Classical voice teachers often encourage their students to use visual metaphors to distract them from putting undue and potentially harmful pressure on their throat. A vocal pedagogist once explained in The New York Times: “The muscles, once trained, must be forgotten, as if they were responding to natural forces.” Singers may imagine their inhalations and exhalations as streams of water or focus on creating a “buzzing” resonance in the area around their nasal cavity, often referred to as “the mask.” These mental tricks can help accommodate a bright, open and distinctly operatic sound known often as bel canto (“beautiful singing”): full of teeming vibrato, capable of carrying to the last rows of a concert hall without amplification.
Diamanda Galás is neither superstitious, nor afraid of consorting with her larynx. Her metaphor of choice when it comes to her voice is “weapon.” With the help of her trademark live amplification and layering effects, her voice often takes on the sound of a overblown reed instrument in free jazz. Glottal noises and vocal “frys” disrupt her clean, hyperactive vibrato, emulating the metallic, strangled wails of Eric Dolphy or Peter Brötzmann. Controlled, pinched sounds, produced in the throat are central to all of her work, whether she is hissing, stage-whispering like a taunting poltergeist, or belting out a spiritual.

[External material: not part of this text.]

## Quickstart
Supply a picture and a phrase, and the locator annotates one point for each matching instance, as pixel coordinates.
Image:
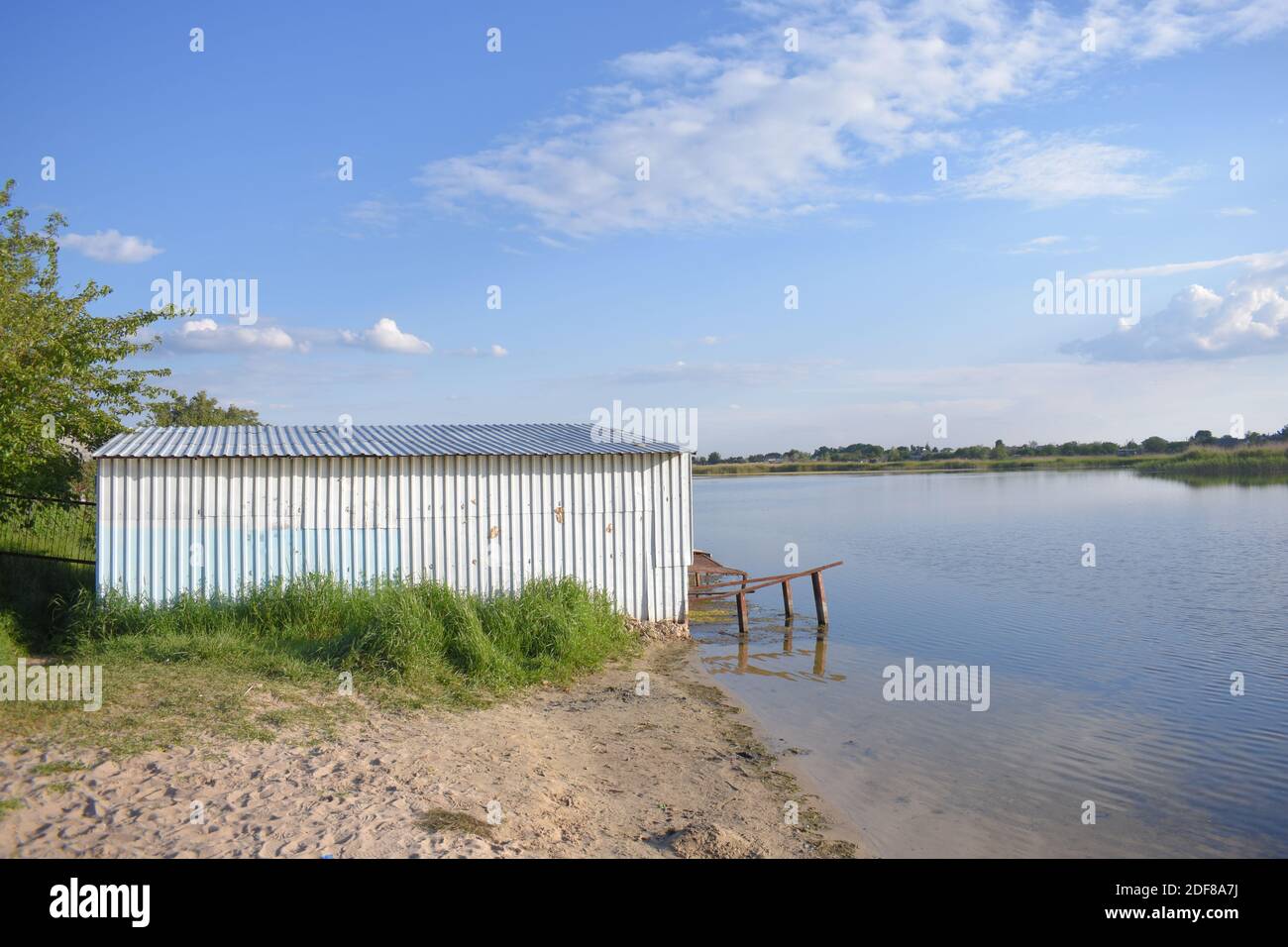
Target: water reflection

Her vocal methodology functions almost symbolically, as the sound of entire body: its blood, bones and sinews. While bel canto singing promotes growth and wellness, Galás’ work deals with those society has deemed leprous and sick. During the making of the film version of Schrei 27 – a piece inspired by the subhuman conditions of an inhumane insane asylum on Staten Island – she asked filmmaker/collaborator Davide Pepe to show close-ups of her voice mechanism “illustrating what could be a scream. I began sending him x-rays, and a Portuguese video of my vocal cords in phonation.” In the music, she does the seemingly impossible, voicing two or three pitches at the same time, a taboo in traditional classical singing, usually particular to wind instruments or the Tuvan throat-singing of Mongolia and Siberia. The images in the film meld footage of her performance, its inner anatomy and clips of physical torment to form a dizzying college.

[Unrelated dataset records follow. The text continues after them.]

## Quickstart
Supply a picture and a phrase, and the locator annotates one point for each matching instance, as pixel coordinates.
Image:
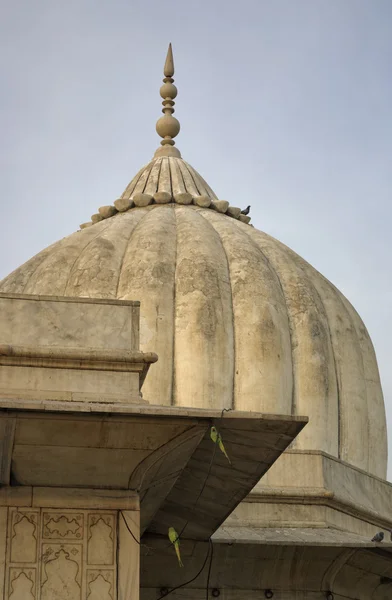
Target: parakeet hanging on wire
(175, 540)
(217, 439)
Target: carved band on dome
(141, 200)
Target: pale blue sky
(284, 105)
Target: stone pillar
(64, 544)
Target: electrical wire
(129, 529)
(207, 476)
(210, 548)
(209, 569)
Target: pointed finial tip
(167, 126)
(168, 70)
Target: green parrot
(175, 540)
(217, 439)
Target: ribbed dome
(236, 318)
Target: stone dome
(238, 320)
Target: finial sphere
(167, 127)
(168, 90)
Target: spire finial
(168, 126)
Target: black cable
(207, 476)
(193, 578)
(209, 568)
(130, 531)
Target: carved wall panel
(61, 555)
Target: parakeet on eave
(217, 439)
(175, 540)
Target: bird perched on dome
(175, 540)
(217, 439)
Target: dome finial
(168, 126)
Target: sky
(283, 104)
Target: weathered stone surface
(162, 197)
(107, 211)
(142, 199)
(202, 201)
(75, 556)
(296, 316)
(183, 198)
(123, 204)
(220, 205)
(233, 211)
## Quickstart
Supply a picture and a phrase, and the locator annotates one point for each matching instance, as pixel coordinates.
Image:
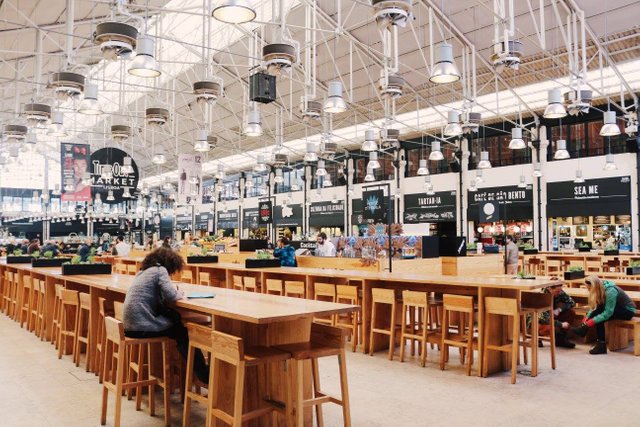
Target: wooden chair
(495, 306)
(415, 326)
(464, 338)
(381, 298)
(348, 295)
(294, 289)
(325, 292)
(69, 308)
(232, 351)
(274, 287)
(249, 284)
(326, 341)
(532, 304)
(115, 380)
(83, 329)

Professional opera singers stand onstage majestic and apart: mythical, herbal-tea’d and neti-potted. In her performances, Galás has more skin in the game: The music dramatizes the limits to which she pushes herself. The feeling of risk absorbs her audience in the rigor of her performance; by her own admission, Galás loves to play an intimate room. There is no space to suspend disbelief – no theatrical myth to be supported. She inhabits no characters, presenting the voices and modalities as extensions of herself.

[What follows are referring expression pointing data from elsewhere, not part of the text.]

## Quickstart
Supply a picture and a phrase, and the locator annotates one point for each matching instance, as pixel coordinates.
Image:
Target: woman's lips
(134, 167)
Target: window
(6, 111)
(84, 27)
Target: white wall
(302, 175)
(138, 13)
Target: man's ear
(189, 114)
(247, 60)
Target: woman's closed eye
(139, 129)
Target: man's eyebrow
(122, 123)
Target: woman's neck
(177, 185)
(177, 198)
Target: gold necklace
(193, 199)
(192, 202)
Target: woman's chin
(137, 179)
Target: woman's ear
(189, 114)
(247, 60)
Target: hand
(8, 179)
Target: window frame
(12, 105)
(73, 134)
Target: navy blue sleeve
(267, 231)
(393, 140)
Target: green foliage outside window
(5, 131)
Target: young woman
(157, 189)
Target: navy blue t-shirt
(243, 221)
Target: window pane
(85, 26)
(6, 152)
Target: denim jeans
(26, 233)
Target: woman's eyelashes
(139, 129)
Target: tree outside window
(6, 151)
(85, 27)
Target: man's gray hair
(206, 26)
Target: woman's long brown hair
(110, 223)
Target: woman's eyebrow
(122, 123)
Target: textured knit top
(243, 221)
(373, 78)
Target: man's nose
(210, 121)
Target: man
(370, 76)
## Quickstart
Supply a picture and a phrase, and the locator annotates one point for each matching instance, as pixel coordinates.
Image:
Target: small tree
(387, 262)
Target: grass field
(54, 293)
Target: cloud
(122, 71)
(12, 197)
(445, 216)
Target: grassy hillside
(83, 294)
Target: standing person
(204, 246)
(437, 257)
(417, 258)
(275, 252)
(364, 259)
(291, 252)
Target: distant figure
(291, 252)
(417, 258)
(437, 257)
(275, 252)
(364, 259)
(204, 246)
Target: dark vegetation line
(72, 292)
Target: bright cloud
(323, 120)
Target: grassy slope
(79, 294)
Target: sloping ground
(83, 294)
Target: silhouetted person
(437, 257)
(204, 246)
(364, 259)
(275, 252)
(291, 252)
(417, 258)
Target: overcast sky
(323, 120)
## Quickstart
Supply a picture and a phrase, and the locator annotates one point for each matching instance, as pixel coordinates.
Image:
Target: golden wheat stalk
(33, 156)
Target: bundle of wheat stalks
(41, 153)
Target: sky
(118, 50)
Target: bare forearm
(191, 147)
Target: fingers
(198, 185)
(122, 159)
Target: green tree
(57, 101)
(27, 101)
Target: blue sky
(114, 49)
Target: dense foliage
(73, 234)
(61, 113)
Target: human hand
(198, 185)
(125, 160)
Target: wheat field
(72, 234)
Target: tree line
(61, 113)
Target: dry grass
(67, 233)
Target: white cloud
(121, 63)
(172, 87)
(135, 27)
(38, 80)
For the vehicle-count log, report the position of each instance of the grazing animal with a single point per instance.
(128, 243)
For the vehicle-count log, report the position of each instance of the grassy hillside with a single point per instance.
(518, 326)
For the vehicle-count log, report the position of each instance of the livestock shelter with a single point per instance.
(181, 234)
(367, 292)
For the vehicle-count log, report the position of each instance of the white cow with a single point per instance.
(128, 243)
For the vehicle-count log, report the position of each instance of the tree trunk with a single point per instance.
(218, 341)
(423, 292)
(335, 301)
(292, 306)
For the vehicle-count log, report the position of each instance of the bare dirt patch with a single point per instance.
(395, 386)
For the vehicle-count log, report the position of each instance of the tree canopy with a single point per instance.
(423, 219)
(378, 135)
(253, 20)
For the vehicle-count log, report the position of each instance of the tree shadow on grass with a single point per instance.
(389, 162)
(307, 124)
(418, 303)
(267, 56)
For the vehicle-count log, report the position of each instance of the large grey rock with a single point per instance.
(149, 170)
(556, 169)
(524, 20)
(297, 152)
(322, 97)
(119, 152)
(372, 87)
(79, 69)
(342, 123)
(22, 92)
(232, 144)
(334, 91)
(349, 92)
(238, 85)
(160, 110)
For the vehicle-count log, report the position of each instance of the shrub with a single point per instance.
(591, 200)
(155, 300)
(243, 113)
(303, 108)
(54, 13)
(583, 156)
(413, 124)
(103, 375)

Even singing wild blues at the piano – instead of nude, drowned in flickering lights or covered in blood – Galás’ voice suffers along with her protagonists, who are inevitably in physical, mental and emotional turmoil. Galás’ instrument is not an invisible vessel for an idealized sound, as in the case of the bel canto paragon. She has no need for psychosomatic tricks. She puts herself through controlled hell in real time. Harry Houdini once commented, “No performer should attempt to bite off red-hot iron unless he has a good set of teeth.” Galás has iron dentures; her music is a death-defying stunt, practiced and then ritualized.